Thanahita, at about 3 cm long (just over one inch), had a tube-shaped body with at least nine pairs of legs ending in one or two tiny claws. Each leg looked like a curving spaghetti noodle, with the two pairs on the neck being smaller than the others. The back of Thanahita was covered in a strange and wonderful pavement of tufts. Each tuft resembled an individual Dahlia bloom and sat atop a low pedestal rising just a few tenths of a milimeter above the surface of the back. The tufts are arranged in a grid, four columns wide, with about four rows of tufts per leg segment running the whole length of the body.
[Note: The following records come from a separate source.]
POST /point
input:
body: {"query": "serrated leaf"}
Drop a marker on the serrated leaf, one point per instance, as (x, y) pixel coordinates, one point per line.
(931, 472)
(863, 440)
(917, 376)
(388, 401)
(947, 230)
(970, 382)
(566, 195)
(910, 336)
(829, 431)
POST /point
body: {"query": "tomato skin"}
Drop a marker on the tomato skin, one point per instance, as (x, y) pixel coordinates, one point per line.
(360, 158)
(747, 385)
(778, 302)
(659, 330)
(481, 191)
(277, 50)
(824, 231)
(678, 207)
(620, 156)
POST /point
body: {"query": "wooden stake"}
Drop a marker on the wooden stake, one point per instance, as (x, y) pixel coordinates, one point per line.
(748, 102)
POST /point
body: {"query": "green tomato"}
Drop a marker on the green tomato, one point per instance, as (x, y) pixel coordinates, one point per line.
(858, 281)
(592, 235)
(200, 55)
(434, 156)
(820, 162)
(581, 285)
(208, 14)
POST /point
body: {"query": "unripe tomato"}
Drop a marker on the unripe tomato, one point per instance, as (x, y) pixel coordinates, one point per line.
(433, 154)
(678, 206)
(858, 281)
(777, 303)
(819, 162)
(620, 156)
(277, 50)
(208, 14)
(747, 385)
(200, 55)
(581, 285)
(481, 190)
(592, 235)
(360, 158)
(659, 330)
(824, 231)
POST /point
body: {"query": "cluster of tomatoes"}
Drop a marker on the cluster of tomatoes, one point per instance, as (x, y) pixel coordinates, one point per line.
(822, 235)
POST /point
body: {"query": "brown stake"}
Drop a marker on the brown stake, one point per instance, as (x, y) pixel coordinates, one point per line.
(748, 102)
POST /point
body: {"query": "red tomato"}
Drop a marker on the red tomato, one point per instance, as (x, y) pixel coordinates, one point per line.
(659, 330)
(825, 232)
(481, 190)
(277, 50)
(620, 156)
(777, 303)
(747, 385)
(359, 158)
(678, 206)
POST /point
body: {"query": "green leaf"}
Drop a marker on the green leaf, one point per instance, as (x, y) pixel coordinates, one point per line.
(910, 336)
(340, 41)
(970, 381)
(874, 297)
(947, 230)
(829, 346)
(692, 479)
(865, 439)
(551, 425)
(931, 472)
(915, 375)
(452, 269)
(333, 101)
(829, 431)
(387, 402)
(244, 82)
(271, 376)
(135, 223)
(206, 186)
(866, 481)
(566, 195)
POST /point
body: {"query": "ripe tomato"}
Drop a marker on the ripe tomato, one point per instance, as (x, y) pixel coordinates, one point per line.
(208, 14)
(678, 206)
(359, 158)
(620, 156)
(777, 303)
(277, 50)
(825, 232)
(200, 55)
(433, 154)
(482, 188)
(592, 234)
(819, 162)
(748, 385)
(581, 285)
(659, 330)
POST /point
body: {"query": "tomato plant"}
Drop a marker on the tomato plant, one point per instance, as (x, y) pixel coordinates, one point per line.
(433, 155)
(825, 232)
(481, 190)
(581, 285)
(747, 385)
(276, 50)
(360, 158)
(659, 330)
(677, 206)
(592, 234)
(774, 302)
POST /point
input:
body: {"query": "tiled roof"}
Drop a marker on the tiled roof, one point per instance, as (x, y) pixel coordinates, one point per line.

Only one specimen is known of Thanahita, and unfortunately its head is missing.
To discover the fine anatomical details of this small soft-bodied worm the team of researchers, led by Derek J. Siveter, had to destroy it. Although it’s exquisitely preserved, it was impossible to remove the fossil from the surrounding rock. Instead, they carefully ground the specimen at 20 μm intervals in the laboratory. After each pass, the ground surface was photographed, and those photographs were digitally combined to create a 3D virtual model of the worm.